Слушая сбивчивый Валин рассказ, Лена все больше убеждалась: во всем происшедшем с ней не было ни единой случайности. Ни единой, кроме, пожалуй, того, что она сбежала. Для них ее побег был действительно случайностью. Теперь они не оставят ее в покое. «Скорая», которую она заметила из окна магазина на Шмитовском, была та самая, не какая-нибудь другая. Еще, еще раз этот проклятый «микрик» появится в ее поле зрения… рано или поздно они ее возьмут. Пока ей просто везет, она ускользает. Но рассчитывать на везение нельзя. Надо как-то действовать, стать полноправным игроком, а не мишенью. «Куда ты лезешь? усмехнулась про себя Лена. — Собираешься, как Моська, на слона погавкать? Раздавит тебя слон. Но, с другой стороны, есть Кротов, есть Гоша, есть, наконец, эта девочка, Валя…»
— Я еще удивилась, — донесся до нее как бы издалека Валин голос, — если вам вкололи такую дозу, что вы второй час спите, то и он тоже должен спать. Ему ведь через вашу кровь все поступает. А он не спал. Двигался. Знаете, как будто чувствовал…

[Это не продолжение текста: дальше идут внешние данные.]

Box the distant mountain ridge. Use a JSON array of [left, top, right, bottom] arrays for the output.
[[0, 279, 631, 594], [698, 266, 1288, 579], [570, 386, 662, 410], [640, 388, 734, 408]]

Лена побледнела, и Валя заметила это.
— Елена Николаевна, вы не волнуйтесь. Хватит вам волноваться. Вредно это для вашего малыша. Ему и так досталось. Он ведь все вместе с вами переживает, даже голоса слышит. Может, не правда, конечно, про голоса, но что переживает это точно.
— Знаете что, милые дамы, — неожиданно вмешался молчавший до этого Гоша, я сейчас пойду, чаю нам всем принесу, а потом выскажу вам очень интересную мысль, которая только что пришла в мою глупую голову.
Он вернулся через пятнадцать минут с подносом, на котором стояли три чашки с горячим чаем, блюдце с кусочками сахара и лежала нераспечатанная пачка печенья.
— Я сама не понимаю, — говорила Валя, — ну, ошиблись, допустили халатность. Никто не хочет отвечать. Но зачем понадобилось вас потом разыскивать? Почему вдруг уволился Симаков?
— Минутку, милые дамы! — Гоша поставил поднос на журнальный столик и сделал ораторский жест рукой, призывая к тишине. — Около года назад видел я по телевизору один сюжетец. В прямом эфире выступал некий деятель, фамилии не помню, и рассказывал о препаратах, которые производятся из нерожденных детей. То есть из плодиков, извлеченных в середине беременности. Там еще используется эта, как ее? Ну, мешок, в котором ребенок живет.
— Плацента! — подсказала Валя.
— Во, правильно, плацента. Я запомнил этот сюжет потому, что ведущий, уж не помню кто, пытался перевести разговор на нравственную сторону этого дела и призывал звонить телезрителей, высказываться. Мне стало интересно, что скажут телезрители. Так вот, звонков было много, и говорили — знаете, что?